“I’m sick, that’s all.”
“Trying to work the list, eh?” asked another.
“I don’t know what working the list may be, but I’m anything you want to call me.”
“He means getting on the binnacle list,”
“What’s that?” wondered Sam.
“Being excused by the doctor for one day on account of a fit of laziness that makes a fellow think he’s sick.”
“I don’t think; I know,” was the lad’s muttered response. However, Sam resolutely stuck to his work, though every plunge of the battleship threatened him with a final collapse to the deck.
Somehow, he managed to pull himself through that long morning without, as he called it, “disgracing myself.” When the command came, “knock off scrubbing decks,” Sam broke ranks and ran for the forecastle. He did not dare trust himself to walk, for he feared he would be unable to keep on his feet.

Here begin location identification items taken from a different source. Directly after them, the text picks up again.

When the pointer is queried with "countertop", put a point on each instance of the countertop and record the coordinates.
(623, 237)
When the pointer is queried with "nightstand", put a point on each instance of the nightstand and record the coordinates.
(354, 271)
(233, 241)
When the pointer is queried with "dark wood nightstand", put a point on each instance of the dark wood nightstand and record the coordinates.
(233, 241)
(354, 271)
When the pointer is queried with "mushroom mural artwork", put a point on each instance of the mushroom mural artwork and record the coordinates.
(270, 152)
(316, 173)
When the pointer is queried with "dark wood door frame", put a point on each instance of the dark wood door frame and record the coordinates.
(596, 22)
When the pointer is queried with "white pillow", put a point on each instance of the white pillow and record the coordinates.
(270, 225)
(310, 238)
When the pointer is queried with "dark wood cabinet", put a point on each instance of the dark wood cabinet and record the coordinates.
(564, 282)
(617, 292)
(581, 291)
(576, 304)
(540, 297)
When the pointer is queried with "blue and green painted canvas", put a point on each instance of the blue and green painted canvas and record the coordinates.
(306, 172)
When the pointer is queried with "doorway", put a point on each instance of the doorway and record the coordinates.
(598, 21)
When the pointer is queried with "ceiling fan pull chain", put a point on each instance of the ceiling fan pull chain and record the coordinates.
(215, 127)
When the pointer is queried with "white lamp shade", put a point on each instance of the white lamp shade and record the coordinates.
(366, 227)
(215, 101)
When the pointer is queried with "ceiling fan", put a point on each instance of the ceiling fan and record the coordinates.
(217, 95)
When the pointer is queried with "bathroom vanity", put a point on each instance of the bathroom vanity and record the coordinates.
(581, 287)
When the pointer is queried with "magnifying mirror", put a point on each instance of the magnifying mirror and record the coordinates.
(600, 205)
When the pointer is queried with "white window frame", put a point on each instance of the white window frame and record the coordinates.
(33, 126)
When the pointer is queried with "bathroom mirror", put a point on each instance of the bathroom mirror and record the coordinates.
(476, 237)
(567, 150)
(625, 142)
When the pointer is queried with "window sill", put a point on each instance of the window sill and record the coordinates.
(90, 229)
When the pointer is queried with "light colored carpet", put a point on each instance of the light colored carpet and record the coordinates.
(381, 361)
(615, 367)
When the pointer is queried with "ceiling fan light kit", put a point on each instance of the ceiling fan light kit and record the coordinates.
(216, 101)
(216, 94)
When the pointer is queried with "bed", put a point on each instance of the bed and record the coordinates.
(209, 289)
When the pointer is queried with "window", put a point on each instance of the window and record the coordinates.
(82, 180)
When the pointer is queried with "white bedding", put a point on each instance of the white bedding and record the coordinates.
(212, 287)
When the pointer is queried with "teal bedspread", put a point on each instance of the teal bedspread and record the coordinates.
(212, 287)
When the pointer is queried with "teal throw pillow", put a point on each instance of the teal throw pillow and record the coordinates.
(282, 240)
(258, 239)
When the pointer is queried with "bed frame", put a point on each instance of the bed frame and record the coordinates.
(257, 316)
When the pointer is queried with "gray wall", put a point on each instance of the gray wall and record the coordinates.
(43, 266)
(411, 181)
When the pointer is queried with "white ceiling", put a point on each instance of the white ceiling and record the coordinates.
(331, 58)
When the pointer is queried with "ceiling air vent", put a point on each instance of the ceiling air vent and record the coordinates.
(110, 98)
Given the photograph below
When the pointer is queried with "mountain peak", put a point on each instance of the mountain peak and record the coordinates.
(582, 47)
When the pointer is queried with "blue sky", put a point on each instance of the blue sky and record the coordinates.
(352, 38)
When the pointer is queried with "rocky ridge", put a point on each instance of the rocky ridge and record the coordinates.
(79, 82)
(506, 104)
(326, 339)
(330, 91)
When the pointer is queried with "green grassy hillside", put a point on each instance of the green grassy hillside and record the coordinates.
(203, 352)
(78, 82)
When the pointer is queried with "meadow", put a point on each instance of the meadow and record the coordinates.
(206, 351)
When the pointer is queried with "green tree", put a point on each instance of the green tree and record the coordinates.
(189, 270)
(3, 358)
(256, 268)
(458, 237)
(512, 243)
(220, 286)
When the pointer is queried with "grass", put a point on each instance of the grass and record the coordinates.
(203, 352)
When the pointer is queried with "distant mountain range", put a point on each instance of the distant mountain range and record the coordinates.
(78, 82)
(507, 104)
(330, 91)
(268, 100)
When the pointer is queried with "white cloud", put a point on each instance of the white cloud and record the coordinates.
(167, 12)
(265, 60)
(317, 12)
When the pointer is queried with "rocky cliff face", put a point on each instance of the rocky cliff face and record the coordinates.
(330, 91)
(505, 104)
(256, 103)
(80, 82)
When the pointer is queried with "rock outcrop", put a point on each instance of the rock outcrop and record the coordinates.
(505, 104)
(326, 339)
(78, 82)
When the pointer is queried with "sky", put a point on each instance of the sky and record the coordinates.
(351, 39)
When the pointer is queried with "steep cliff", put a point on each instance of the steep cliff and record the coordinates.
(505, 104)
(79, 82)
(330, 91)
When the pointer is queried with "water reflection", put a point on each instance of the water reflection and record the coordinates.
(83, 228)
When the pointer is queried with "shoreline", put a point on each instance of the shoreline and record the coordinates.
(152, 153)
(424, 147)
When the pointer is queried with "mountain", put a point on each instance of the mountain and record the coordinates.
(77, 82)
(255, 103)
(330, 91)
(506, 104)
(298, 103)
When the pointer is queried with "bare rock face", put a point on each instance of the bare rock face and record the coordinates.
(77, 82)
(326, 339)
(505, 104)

But his headlong course was an unsafe one through the narrow corridors of a man-of-war, and many a jackie and marine’s shins were rapped soundly by the handle of the deck swab, during Sam’s wild dash. The jackies yelled at him, now and then one hurling something at the fleeing lad, but Sam did not stop until something finally happened to check his mad career.
Somehow his swab handle was thrust between the feet of a man standing with his back to the lad. This occurred on the gun deck.